After that, I know that if $x \in \mathbb{E}\backslash\mathcal{S}$ is a zero of $f$, then $DN_f(x) = 0$. I don't have a proof of this fact, they (the people of my book) just show this for complex functions and say it is the same thing for Banach spaces. I tried to prove and doesn't looks the same thing. Here are my thoughts:

I can define the map $D_f^{-1}:\mathbb{E}\backslash\mathcal{S} \to \mathcal{L}(\mathbb{F},\mathbb{E})$ such that $D_f^{-1}(x) = (Df(x))^{-1}$. Doing this I can informally write $$N_f = I - D_f^{-1}\cdot f,$$ where $I$ stands for the identity map.
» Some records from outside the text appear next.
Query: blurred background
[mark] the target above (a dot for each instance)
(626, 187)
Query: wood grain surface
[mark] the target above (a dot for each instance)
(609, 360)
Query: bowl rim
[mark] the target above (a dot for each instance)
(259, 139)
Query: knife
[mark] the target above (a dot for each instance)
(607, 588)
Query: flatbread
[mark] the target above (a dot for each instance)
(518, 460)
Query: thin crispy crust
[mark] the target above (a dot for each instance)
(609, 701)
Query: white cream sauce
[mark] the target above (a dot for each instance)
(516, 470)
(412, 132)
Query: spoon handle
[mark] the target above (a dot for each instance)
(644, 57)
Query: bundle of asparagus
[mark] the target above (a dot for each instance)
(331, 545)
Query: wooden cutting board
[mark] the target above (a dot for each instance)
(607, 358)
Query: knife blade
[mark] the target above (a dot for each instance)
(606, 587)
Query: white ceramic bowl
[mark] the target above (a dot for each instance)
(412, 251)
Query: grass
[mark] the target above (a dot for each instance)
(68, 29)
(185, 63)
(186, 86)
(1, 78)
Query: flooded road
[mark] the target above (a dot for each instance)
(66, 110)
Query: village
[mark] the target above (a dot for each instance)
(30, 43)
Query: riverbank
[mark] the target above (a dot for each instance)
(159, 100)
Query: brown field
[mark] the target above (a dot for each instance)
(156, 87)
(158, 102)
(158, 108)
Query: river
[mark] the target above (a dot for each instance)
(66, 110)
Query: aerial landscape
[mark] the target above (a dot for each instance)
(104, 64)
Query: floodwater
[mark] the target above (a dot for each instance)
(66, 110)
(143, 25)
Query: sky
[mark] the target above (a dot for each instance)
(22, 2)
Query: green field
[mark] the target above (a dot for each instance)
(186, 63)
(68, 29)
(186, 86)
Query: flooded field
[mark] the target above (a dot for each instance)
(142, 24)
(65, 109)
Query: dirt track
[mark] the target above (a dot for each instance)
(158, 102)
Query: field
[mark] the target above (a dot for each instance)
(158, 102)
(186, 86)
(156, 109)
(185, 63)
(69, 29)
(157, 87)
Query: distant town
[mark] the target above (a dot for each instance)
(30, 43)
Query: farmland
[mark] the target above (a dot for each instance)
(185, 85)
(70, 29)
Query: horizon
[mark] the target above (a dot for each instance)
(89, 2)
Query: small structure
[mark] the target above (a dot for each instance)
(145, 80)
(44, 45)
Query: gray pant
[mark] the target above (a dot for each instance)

If I just follow what they say and treat $N_f$ as an ordinary complex function, then $$DN_f = I - (-1)D_f^{-2}\cdot D(D_f^{-1})\cdot f - D_f^{-1}\cdot D_f = $$ $$ = I + D_f^{-2}\cdot D(D_f^{-1})\cdot f - I = D_f^{-2}\cdot D(D_f^{-1})\cdot f.$$ Note that I used the chain rule and the product rule in the usual way, which supposedly I'm allowed to do. Now we substitute to get $DN_f(x) = D_f^{-2}(x)\cdot D(D_f^{-1})(x)f(x) = D_f^{-2}(x)\cdot D(D_f^{-1})(x)\cdot 0 = 0$, as claimed.

I have two questions:

1) Are my calculations correct (do they make sense)?

2) What is $D_f^{-2}$ and $D(D_f^{-1})$ ? Even if my calculations are ok, I just don't know what are these maps. I don't know how to interpret it.

Thanks.

1

There are 1 best solutions below

9
On BEST ANSWER

Firstly, the derivative of the inverse is not what you input (see second item below), as you rightly suspect. What you need to solve your problem is the conjunction of the following:

  1. Given a mapping $A:\mathbb{B} \to L(\mathbb{E},\mathbb{F})$ and a mapping $f:\mathbb{B} \to \mathbb{E}$, the derivative of the mapping $\mathrm{ev}_{A,f}: \mathbb{B} \to \mathbb{F}$ given by $\mathrm{ev}_{A,f}(v)=A(v)\cdot f(v)$
  2. The derivative of the inverse mapping on $\mathrm{Aut}(\mathbb{E})$.

The second item is here, but let me put the main result here just for quick reference: The derivative of $X \mapsto X^{-1}$ at $X$ is not $ X^{-2}(\cdot)$, but $-X^{-1} (\cdot) X^{-1}$ instead.

For the first item, we have $$\mathrm{ev}_{A,f}(v+h)=A(v+h)\cdot f(v+h)=(A(v)+A'_v \cdot h+\epsilon_1(h))\cdot(f(v)+f'_v \cdot h+\epsilon_2(h)).$$ After taking care of everything $o(h)$, we have that $(\mathrm{ev}_{A,f})_v'(h)=(A'_v \cdot h)f(v)+(A(v))\cdot (f'_v \cdot h)$

Coupling these together, this should net you that the derivative of $D_f^{-1} \cdot f$ at $x$ is $$h \mapsto (-D_f^{-1}(x)\big(D^{(2)}_f(x)\big)(h)D_f^{-1}(x)) \cdot (f(x))+(D_f(x)^{-1})\cdot(\big(Df(x)\big) \cdot h),$$ where $D^{(2)}$ is the second derivative, not $D\circ D$. Since $f(x)=0$, the left term vanishes, and you are left with the identity mapping, which cancels with the other identity.

EDIT: Actually, you don't even need the derivative of the inverse for your purposes, since the formula for $(\mathrm{ev}_{A,f})'_v$ says preemptively that, since $f(v)=0$, the term which has the derivative of the inverse will vanish (as it indeed does). However, an explicit computation may be useful and also help you as an example.